Immunohistochemical analyses find that the cells in CAF tumors express the CD34 protein in ~50% of cases, a smooth muscle actin protein in occasional cases, MUC1 (also termed EMA) and desmin proteins in a minority of cases, but do not express S100 or cytokeratin proteins. Most cases of CAF in females contain CAF tumor cells which express estrogen and progesterone receptors while limited studies in males reported that 3 of 3 CAF cases contained estrogen receptor-expressing tumor cells while only 1 of 3 cases contained progesterone receptor-expressing tumor cells. Detection of one or more of these protein expression patterns can help differentiate CAF from other types of mesenchymal tumors.

== Chromosome and gene abnormalities ==
Fluorescence in situ hybridization analysis shows that the neoplastic cells in all cases of CAF have a deletion in or around band 14 on the long (or "q") arm of one of their two chromosomes 13. This results in a loss of one of the two RB1 genes (located at band 14.2 on the q arm of this chromosome) as well as one of the two FOXO1 genes (located at band 14.11 on the q arm of this chromosome). Deletion of one of the RB1 genes, it is proposed but not yet demonstrated, may act to promote the development and/or progression of CAF tumors.
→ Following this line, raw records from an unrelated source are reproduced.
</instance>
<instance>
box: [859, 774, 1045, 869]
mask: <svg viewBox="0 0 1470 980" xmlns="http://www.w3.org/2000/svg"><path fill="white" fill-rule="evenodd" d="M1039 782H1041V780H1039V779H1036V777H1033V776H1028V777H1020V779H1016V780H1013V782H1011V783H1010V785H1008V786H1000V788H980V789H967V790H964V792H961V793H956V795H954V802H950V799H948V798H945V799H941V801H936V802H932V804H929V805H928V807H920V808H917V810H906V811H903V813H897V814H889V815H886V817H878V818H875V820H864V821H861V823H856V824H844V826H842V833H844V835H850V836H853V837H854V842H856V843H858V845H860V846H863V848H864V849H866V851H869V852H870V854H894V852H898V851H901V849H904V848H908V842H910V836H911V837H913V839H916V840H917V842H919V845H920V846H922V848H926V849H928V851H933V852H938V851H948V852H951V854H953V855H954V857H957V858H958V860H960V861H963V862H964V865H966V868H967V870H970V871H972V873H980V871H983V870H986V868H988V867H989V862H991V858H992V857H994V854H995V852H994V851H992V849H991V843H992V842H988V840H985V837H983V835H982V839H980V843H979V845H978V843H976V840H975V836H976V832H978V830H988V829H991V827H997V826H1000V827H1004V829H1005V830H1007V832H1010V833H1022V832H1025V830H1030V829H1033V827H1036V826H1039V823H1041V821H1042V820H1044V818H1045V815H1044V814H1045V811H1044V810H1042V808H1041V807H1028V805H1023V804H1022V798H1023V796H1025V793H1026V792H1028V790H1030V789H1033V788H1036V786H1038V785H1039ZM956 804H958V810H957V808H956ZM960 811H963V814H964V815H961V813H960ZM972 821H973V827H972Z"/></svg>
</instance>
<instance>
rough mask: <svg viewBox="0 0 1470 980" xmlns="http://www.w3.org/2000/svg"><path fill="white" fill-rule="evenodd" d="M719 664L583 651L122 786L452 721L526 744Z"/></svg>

In any event, loss of this gene in one of the two chromosome 13s is extremely helpful for distinguishing CAF from most other mesenchymal tumor types.

== Diagnosis ==
The diagnosis of CAF generally depends on its typical location in vulva-vaginal and inguinal-scrotal areas, spindle-shaped cell histopathology, tumor cell expressions of marker proteins, and absence of one of the two RP1 genes. CAF can be hard to distinguish from two other spindle-shaped cell tumors, myofibroblastoma and spindle cell lipoma, that commonly also contain tumors cells with deletions in one of their two RF1 genes. The characteristic hyalinized blood vessels and the presence of CD34 protein-expressing and desmin protein-expressing cells in CAF help to distinguish it from myofibroblastoma. Unlike CAF, spindle cell lipomas seldom contain desmin protein-expressing or progesterone receptor-expressing tumor cells and commonly contain CD99- and S100-expressing proteins. In addition, spindle cell lipomas are rare in the vulvovaginal region and their tumor vasculature consists of capillary-sized, thin-walled blood vessels while those of CAF consist of more numerous blood vessels with thick, hyalinized walls. CAR and angiomyofibroblastoma can be difficult to distinguish from one another but angiomyofibroblastoma tumor cells show no alterations in their RB1 and FOXO1 genes.

== Treatment and prognosis ==
The current standard for treating CAF tumors is total surgical resection (i.e. resection that does not leave any residual neoplastic tissue behind). This treatment appears adequate (i.e. curative) even in cases were CAF tumors contain atypical cells and/or sarcoma-like histopathology. In many reported cases, CAF tumors treated with simple surgical excision or "shelling out" also appeared to have achieved adequate results. CAF tumors rarely recur at the sites of their surgical removal whether treated by total or simple resections and have not been reported to metastasize. Consequently, the prognosis for CAF is excellent.